# Pics: Teaser of a Black R32 GT-R!



## Rudolf (Oct 6, 2005)

Finally had a chance to snap som pics of this car! 










More to come.


----------



## matty32 (Dec 18, 2005)

nice


----------



## minifreak (Mar 4, 2006)

perfect timing, going to view a black R32 today. really not my ideal colour but ill see what options i have.

a good GTR is more important than its colour.

broken GTR £0000

Respray £1500-£2000


----------



## Rudolf (Oct 6, 2005)

Next pic!


----------



## russwestwood (Jul 11, 2007)

Loads of these beauties in Sweeden eh?
I love that Black.. good effort mate.


----------



## Nick MW (Aug 15, 2003)

BBS LM suit a 32 so well. Very nice car


----------



## matty32 (Dec 18, 2005)

russwestwood said:


> Loads of these beauties in Sweeden eh?
> I love that Black.. good effort mate.


do you know a guy called Klas?

he bought my 32GTR


----------



## russwestwood (Jul 11, 2007)

Klas?? Where from? I only personally know 1 32GTR owner..


----------



## matty32 (Dec 18, 2005)

sorry was aimed at rudolf


----------



## risingsun123 (Apr 1, 2007)

think i saw this car at mantorp japmeet? think i have a few pics of it myself


----------



## Rudolf (Oct 6, 2005)

risingsun123 said:


> think i saw this car at mantorp japmeet? think i have a few pics of it myself


Yeah you did. He was there. On the track almost all the time. stood with a primer gray 200sx.

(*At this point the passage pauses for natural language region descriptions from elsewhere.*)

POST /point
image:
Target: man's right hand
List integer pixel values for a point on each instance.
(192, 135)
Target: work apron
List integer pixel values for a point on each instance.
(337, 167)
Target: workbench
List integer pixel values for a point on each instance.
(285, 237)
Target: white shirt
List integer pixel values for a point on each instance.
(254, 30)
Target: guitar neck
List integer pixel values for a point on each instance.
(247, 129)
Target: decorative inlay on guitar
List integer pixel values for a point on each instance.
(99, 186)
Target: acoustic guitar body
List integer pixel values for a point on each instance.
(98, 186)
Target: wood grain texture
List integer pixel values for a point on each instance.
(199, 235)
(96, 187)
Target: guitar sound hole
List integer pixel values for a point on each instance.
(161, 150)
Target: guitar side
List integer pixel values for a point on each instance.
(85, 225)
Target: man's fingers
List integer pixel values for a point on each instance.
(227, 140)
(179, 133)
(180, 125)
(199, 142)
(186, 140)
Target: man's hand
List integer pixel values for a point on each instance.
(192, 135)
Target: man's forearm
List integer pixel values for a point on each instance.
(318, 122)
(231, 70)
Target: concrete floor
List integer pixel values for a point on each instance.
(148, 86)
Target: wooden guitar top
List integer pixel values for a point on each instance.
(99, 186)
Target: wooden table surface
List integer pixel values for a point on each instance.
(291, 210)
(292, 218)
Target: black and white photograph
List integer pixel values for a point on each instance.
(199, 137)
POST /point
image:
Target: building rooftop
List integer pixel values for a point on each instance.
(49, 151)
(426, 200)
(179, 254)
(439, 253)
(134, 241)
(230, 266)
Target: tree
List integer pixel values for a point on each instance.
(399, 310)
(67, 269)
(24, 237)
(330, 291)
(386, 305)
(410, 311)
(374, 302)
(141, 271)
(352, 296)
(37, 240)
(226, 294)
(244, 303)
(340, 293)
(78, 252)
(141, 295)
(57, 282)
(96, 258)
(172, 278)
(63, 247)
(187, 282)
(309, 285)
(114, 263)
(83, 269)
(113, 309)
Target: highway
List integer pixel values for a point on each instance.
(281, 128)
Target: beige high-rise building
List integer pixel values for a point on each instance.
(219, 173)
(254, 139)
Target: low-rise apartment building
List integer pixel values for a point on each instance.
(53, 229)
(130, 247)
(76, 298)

Matty: You had a silver v-spec? in that case i know who he is


----------



## Pez301 (May 29, 2007)

you have a nice 32, i love the light in those pic , you have photo skills too


----------



## Crono (Oct 7, 2005)

Looks amazing.


----------



## git-r (Nov 15, 2005)

Best colour:bowdown1: 

And mines in white:chuckle:


----------



## JDMist3hfastar (Feb 23, 2007)

skeet, skeet! Those wheels look amazing on that car!


----------



## Wanabee Kiwi (Mar 31, 2007)

Nick MW said:


> BBS LM suit a 32 so well. Very nice car


True to its racing pedigree


----------



## Eber (Aug 5, 2007)

Do any of you know where I can get the center caps for those wheels. I have the BBS LM as well but all the caps are missing? I can't find the damn things anywhere


----------



## babz_audio (Apr 12, 2004)

love black R32s....i want one myself  

nice pics too mate


----------



## Vihis (Jan 1, 2008)

Is that the 732 - Black Pearl Metallic paint ? or some other black ? If not, could you please tell me the paint colour code 

Also, are those stock headlights or some others ? they look stock, but as you are from Sweden they might be something very similar.

Looks awesome, 10/10.


----------



## DaveV (Feb 27, 2007)

Have you done any post work on the photos in Photshop? 
They look fantastic :bowdown1: 

Some day my black R32 will be that shiney


----------



## Piggaz (Sep 5, 2002)

First words when i saw the photo was "wow"
Well done.... Perfect!


----------



## zell (Nov 23, 2007)

Perfect wheel choice


----------



## TURBO_T (Mar 24, 2008)

looks really good


----------



## Rudolf (Oct 6, 2005)

Vihis said:


> Is that the 732 - Black Pearl Metallic paint ? or some other black ? If not, could you please tell me the paint colour code
> 
> Also, are those stock headlights or some others ? they look stock, but as you are from Sweden they might be something very similar.
> 
> Looks awesome, 10/10.



It's is the stock R32 GTR black. That's all i know. The lights are stock.


----------



## Shakkagts-t (Apr 19, 2007)

Black with gold rims, best look for an R32 GTR! I may be biased though!


----------



## kjansch (May 8, 2005)

Holy Moly! That has to be the best looking 32 I've ever seen - almost wants me to re-spray my 33 (currently white). You're a very lucy person. More photos please!


----------



## Spooled1.8 (Apr 26, 2007)

The paint looks to be in great condition, awesome GTR!


----------